Par Richard Werly Journaliste Blick – Le 26 septembre 2022

« La révolte dans les urnes des Italiens et de l’Italie, pays fondateur de l’UE et troisième puissance économique du continent, doit interpeller Bruxelles et l’amener à s’interroger sur les dégâts que causent dans les pays membres son arrogance et un fonctionnement problématique de ses institutions, au sein desquelles une Commission non élue occupe de plus en plus le champ politique! »  https://www.linkedin.com/posts/georges-martin-2050a04_diaboliser-meloni-et-les-italiens-ne-servira-activity-6980085273707606016-SE1V

Giorgia Meloni Acte 1: juger sur les actes, ne pas diaboliser les Italiens

Le basculement va donc avoir lieu. Forte de plus de 40% des suffrages, et d’un mode de scrutin qui donne un net avantage au parti victorieux, la coalition de droite emmenée par Giorgia Meloni, 45 ans, et son parti «Fratelli d’Italia» devrait bientôt se retrouver à la tête de l’Italie, troisième économie de l’Union européenne dont elle est un pays fondateur.

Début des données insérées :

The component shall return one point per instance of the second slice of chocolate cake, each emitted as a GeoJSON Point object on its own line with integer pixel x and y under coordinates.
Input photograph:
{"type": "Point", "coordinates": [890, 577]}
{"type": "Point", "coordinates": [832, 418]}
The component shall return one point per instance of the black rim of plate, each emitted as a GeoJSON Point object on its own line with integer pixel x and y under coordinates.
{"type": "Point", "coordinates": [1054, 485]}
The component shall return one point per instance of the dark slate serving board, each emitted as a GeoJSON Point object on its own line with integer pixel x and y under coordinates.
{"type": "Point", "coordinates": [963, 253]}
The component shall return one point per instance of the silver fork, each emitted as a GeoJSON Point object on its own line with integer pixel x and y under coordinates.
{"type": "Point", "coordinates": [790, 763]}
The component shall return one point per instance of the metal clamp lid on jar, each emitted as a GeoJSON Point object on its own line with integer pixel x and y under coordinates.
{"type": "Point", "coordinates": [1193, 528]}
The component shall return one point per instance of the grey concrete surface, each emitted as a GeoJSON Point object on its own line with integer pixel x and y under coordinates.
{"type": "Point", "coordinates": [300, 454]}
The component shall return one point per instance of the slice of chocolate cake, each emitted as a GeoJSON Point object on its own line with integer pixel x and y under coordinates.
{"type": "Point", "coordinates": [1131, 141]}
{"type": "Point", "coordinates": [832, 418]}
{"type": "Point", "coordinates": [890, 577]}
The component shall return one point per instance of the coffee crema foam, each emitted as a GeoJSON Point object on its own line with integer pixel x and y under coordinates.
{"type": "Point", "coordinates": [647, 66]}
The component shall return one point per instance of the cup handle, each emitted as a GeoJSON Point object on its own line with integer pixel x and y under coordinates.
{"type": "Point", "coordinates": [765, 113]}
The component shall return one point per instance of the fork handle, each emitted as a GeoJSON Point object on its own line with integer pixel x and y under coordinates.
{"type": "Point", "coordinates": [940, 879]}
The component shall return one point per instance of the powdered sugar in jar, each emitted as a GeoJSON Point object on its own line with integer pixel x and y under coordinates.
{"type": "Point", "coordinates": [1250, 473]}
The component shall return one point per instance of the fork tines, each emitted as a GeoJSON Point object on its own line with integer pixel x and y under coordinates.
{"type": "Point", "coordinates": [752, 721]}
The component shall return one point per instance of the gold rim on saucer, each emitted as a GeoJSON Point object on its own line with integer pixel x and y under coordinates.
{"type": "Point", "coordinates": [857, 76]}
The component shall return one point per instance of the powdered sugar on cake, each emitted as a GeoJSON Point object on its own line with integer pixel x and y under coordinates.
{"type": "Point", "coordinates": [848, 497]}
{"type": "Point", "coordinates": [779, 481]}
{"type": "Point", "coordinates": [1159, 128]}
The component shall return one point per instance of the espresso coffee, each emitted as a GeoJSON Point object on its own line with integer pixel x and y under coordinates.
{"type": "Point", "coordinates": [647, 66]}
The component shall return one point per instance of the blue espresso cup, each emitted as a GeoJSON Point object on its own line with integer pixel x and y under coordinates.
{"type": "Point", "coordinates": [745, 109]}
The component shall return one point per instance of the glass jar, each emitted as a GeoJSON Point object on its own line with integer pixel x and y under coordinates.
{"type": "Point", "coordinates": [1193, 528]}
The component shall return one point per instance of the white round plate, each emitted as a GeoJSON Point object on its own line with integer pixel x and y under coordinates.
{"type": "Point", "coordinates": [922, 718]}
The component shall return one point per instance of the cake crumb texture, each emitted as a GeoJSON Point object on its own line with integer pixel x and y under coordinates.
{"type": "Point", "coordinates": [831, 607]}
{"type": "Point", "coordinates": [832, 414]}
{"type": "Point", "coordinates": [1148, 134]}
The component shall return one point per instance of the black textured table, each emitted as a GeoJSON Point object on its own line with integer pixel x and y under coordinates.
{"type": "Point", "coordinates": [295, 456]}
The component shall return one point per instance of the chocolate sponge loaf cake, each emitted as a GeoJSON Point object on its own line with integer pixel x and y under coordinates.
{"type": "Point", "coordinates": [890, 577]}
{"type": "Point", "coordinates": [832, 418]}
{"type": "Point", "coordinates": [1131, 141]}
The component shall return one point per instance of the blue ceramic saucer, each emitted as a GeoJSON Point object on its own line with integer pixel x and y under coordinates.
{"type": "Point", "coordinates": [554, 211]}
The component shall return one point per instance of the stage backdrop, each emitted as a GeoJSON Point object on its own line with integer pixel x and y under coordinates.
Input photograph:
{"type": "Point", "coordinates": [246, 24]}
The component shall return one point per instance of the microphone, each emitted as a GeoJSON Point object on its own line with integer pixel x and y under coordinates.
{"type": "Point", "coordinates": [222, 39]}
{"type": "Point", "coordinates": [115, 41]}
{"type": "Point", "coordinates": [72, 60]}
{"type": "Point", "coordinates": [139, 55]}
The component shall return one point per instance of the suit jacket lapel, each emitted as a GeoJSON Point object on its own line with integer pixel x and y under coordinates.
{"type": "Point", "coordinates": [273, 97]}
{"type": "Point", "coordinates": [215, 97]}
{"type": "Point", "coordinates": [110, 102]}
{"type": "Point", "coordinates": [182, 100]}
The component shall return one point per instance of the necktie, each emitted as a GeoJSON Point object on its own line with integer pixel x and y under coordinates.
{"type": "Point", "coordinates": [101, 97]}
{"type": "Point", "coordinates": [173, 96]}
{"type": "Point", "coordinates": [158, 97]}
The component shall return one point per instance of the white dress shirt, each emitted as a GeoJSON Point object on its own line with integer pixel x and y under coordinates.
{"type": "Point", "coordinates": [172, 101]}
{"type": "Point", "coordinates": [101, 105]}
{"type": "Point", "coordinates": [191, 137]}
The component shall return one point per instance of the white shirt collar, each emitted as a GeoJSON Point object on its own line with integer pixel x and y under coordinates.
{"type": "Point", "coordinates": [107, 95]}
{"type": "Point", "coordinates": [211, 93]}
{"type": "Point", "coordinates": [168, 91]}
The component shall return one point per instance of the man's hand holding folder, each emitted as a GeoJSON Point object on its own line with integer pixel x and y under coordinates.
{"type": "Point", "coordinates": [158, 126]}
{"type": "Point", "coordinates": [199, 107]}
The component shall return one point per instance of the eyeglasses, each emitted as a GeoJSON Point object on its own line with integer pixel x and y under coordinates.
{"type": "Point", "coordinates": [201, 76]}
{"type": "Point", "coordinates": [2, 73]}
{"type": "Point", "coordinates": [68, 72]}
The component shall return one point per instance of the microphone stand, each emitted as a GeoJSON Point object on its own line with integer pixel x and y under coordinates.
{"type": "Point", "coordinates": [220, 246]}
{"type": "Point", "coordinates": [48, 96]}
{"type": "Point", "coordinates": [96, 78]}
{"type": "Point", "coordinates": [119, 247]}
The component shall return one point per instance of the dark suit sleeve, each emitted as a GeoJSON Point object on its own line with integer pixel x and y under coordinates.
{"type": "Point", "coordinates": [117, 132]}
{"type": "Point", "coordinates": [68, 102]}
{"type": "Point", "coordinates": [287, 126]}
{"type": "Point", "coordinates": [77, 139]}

Le choc est garanti. Si elle devient la première femme à accéder au Palais Chigi, le siège de la présidence du conseil italienne, Giorgia Meloni sera le nouveau visage d’une péninsule qui a dit non. Non au consensus proeuropéen malgré la détérioration chronique des comptes publics italiens. Non à l’affaissement présumé des valeurs familiales et catholiques face aux bouleversements sociaux et culturels. Non à la soi-disant dissolution de la préférence et de l’identité nationales dans la souveraineté partagée entre 27 États membres au sein de l’UE. Non à l’acceptation des vagues d’immigration en provenance d’Afrique et du Moyen-Orient.